Posts Tagged ‘NC Poets’
Earth Day 2025 – Poems for the Earth
Posted in ecology, Ecopoetry, tagged Bill Griffin, Earth Day, ecology, Ecopoetry, nature photography, nature poetry, NC Poets, poetry on April 22, 2025| 8 Comments »
.
[poems by Veiga Simões, Barbara Conrad, Mary Oliver, Camille Dungy –
selected and shared by Christina Baumis, David Radavich,
Scott Owens, Bill Griffin]
.
Ao Viandante
(To the Person Who Passes Through This Place)
.
You that pass and raise your arm to me
before you hurt me, look at me well.
I am the heat of your home in the cold winter nights.
I am the friendly shade that you find
when walking under the August sun
And my fruits are appetizing freshness
That satisfy your thirst on the way.
I am the friendly beam of your house, the board of your table
the bed in which you rest and the wood of your boat.
I am handle of your hoe, the door of your dwelling
the wood of your cradle and of your own coffin.
I am the bread of goodness and the flower of beauty.
You that pass, look at me well and do no harm.
.
Veiga Simões
a tree with a poem on sign beneath it, located in Lisbon, Portugal.
.
This poem brings into stark view how we use and harm trees in a final plea from the tree; “You pass, look at me well and do no harm.” The poem certainly made me ponder the consideration of a grove of trees and what they give of themselves for us and our community over generations from their community. As a nature lover who enjoys walks under and among trees, trees had my gratitude already, yet this poem enhanced it even more. The poem is written almost a caveat, testimonial, or witness statement from the specific tree in Lisbon. The article in which this appeared had a nice side note about the relationship between tree canopies and crime rates, too. – Christina Baumis
.
❦
.
Evergreen trees are like nature’s high rises; their community intermingles to sustain ecosystems as well as us. Posted on the California Urban Forests Councils’ Facebook Page (published on January 21, 2024) from their Haiku contest 2024.
.
❦❦❦
.
The last word in ignorance is the man who says of an animal or plant: ‘What good is it?’ If the land mechanism as a whole is good, then every part is good, whether we understand it or not. … To keep every cog and wheel is the first precaution of intelligent tinkering. – Aldo Leopold
.
❦❦❦
.
Blue in Winter, Blame the Moon
.
+++ after a New York Times article on biological rhythms,
+++ peppered with phrases from the dining section
.
Blue in winter, blame the moon, say the scientists
for anyone living dark in the northern latitudes.
.
Overeating, sleeping in fits, activity cycles
shifted—even for mutant hamsters and fruit flies.
.
We trudge through cabbage season, tongue tingling
at the thought of gumbo and Sazerac, more laissez-faire
.
than the fusty French. Earth spins and the moon
thumps inside our cells. Trillions of clocks, ticking, ticking.
.
The universe feels it. Some cataclysm must have caused
our nights to topple like this, seasons spliced
.
like a butchered hog. We’re a mélange of earth crust
and asteroid dust—yes, that asteroid,
.
ejected into space, continuing as moon, tilting
primordial earth. We are orbs of something
.
we can’t quite claim. A recipe for stardust.
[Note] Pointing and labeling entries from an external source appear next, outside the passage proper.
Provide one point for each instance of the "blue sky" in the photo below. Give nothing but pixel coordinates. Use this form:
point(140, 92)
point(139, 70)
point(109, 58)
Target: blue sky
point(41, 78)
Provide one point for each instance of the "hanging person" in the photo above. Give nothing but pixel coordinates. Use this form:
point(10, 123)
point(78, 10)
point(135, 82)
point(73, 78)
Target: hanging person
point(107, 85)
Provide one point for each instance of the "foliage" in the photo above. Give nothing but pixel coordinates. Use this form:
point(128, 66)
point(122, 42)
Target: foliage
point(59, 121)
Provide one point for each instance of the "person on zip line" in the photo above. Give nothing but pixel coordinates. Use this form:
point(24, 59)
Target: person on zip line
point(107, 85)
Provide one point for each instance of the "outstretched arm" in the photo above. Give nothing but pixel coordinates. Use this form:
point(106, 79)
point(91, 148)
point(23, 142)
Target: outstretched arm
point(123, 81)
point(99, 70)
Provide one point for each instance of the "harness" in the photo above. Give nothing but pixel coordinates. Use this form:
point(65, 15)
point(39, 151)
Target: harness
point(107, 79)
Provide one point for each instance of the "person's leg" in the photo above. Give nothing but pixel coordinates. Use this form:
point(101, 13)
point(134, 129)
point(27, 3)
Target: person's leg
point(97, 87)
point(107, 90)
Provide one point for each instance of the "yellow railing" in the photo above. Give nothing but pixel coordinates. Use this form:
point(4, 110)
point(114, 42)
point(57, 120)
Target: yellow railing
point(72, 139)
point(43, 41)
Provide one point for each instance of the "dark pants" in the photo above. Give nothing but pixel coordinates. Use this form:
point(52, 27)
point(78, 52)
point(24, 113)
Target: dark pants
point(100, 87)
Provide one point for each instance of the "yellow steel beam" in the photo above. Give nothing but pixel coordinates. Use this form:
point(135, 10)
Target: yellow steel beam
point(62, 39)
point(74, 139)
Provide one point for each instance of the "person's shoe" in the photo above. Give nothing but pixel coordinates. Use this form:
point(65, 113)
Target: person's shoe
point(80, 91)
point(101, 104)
Chickpeas coming home to roost.
.
Barbara Conrad
from There Is a Field, Future Cycle; © 2018
.
I have long been a fan of Barbara Conrad’s poetry, admiring her commitment to social justice causes. This poem is remarkable for its yoking of the cosmic and the everyday, with climate change radiating in the nexus between galactic forces and routine human activities like eating and sleeping. Plus lots of colorful imagery you can feel and taste. The final line is a trenchant joke but also brings the interplanetary down to earth, namely to our dinner tables. Delicious! – David Radavich
.
❦
.
In the New Year
.
Ice is on the move—
broken off and floating freely
toward South Georgia Island
with a force to wipe out
indigenous life
and redirect our planet.
.
Those of us far away
see mostly waters rising,
rising, claiming
sand and beach houses
and boats of the wealthy
along lapping shores.
.
Carving of life
by the power of tides.
.
So we arrive at
another year: uprisings,
more ire in politics,
love reduced to islands
under siege,
.
we move inward
to protect ourselves—
bold nesting terns
or astronauts
in deepest space.
.
David Radavich
from Snapdragon
.
❦❦❦
.
All ethics so far evolved rest upon a single premise: that the individual is a member of a community of interdependent parts. . . . The land ethic simply enlarges the boundaries of the community to include soils, waters, plants, and animals, or collectively: the land. – Aldo Leopold
.
.
❦❦❦
.
Wild Geese
You do not have to be good.
You do not have to walk on your knees
for a hundred miles through the desert repenting.
You only have to let the soft animal of your body
love what it loves.
Tell me about despair, yours, and I will tell you mine.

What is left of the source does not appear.